The Horizontal Drying System

Horizontal air flow is a trademark of quality and food safety: the Arizona’s fan is located at the back of the unit, ensuring even and thorough drying. Horizontal and consistent air flow ensures food is dried safely inside and out, without risk of shape or organism developing in irregularly dried production.

Uses of a Food Drier

Generally dehydrated fruits include cranberries,apricots,apples, bananas, plums,cherries pineapple and grapes.

Dried fruit can be added to cereals, breads or trail mixes.

Commonly dehydrated vegetables include root vegetables, mushrooms, tomatoes, chilies, potatoes,peppers,and herbs.

Dried vegetables can be used in soups or snacks. Dried foods made in a home dehydrator are free of artificial ingredients which is another bonus to drying your own foods.


Home-made Kale Chips

1 Bunch Kale
Sea Salt
Olive oil
Diced Garlic
Juice of Half a Lemon
Pinch of Cumin

Wash the kale and then cut it into 3 inch long strips. Keep in mind that these chips will get smaller as they dehydrate.

Put the sliced kale in a large bowl and add the olive oil, sea salt, diced garlic, lemon juice, and cumin, all to taste.

Get your hands in there and massage the ingredients into the kale.

Wait for 10 to 20 minutes: the kale leaves should have shrunk a little bit.

Now place your marinated kale on a dehydrator tray and turn the dehydrator on to dry for about 7 to 8 hours at 45 degrees Celcius.

You’ll be crunching these awesome kale chips so fast you’ll need to make a second batch! Be sure to experiment with different spices and mimic your favorite chips.

How to Make Dehydrated Cherries...

Wash the cherries well in cool water and remove the stems.

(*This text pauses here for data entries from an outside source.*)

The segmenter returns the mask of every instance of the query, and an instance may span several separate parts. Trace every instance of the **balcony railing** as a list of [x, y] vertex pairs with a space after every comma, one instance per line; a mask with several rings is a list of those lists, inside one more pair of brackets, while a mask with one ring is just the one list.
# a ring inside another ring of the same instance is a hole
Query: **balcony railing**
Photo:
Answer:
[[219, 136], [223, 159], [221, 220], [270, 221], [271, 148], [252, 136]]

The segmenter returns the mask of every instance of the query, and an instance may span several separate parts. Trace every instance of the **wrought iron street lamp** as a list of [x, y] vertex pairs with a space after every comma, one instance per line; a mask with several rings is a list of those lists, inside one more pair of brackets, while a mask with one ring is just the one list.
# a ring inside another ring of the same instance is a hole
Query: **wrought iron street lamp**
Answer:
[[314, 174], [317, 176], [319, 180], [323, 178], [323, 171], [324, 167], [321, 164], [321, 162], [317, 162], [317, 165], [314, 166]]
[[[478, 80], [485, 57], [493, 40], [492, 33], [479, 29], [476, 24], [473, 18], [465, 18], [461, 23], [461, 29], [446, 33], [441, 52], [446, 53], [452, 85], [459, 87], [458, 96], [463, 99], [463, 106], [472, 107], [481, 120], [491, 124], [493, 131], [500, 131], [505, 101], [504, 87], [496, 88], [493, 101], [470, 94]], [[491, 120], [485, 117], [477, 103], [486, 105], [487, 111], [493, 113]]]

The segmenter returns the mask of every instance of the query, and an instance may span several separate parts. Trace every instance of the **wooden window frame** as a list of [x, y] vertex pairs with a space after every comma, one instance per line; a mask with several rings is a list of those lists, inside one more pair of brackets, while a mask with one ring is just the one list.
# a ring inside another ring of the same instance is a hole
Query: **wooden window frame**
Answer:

This is much easier with a cherry pitter, which leaves the cherries whole, or you can cut them in half with a paring knife, and remove the pits.

Pat the cherries dry with paper towel.

Once dried, place the cherries, cut side up on the solid sheet in your Food Dehydrator. Make sure they are not touching.

In the dehydrator, preheat to 74 c degrees, for about 3 hours, or until the tops look leathery and wrinkled.

Then reduce heat to 135, for about 16-24 hours.

You can tell the cherries are done, when they start to look similar to raisins.

They should be hard, but still pliable, a little bit sticky, and when you squeeze them, no liquid should come out.

If you would like to dry your cherries in the sun, it's almost the same procedure.

Place the patted dry cherries on trays, and cover them with cheesecloth. Also, it is a good idea to put the trays on top of something, so they're not on the ground.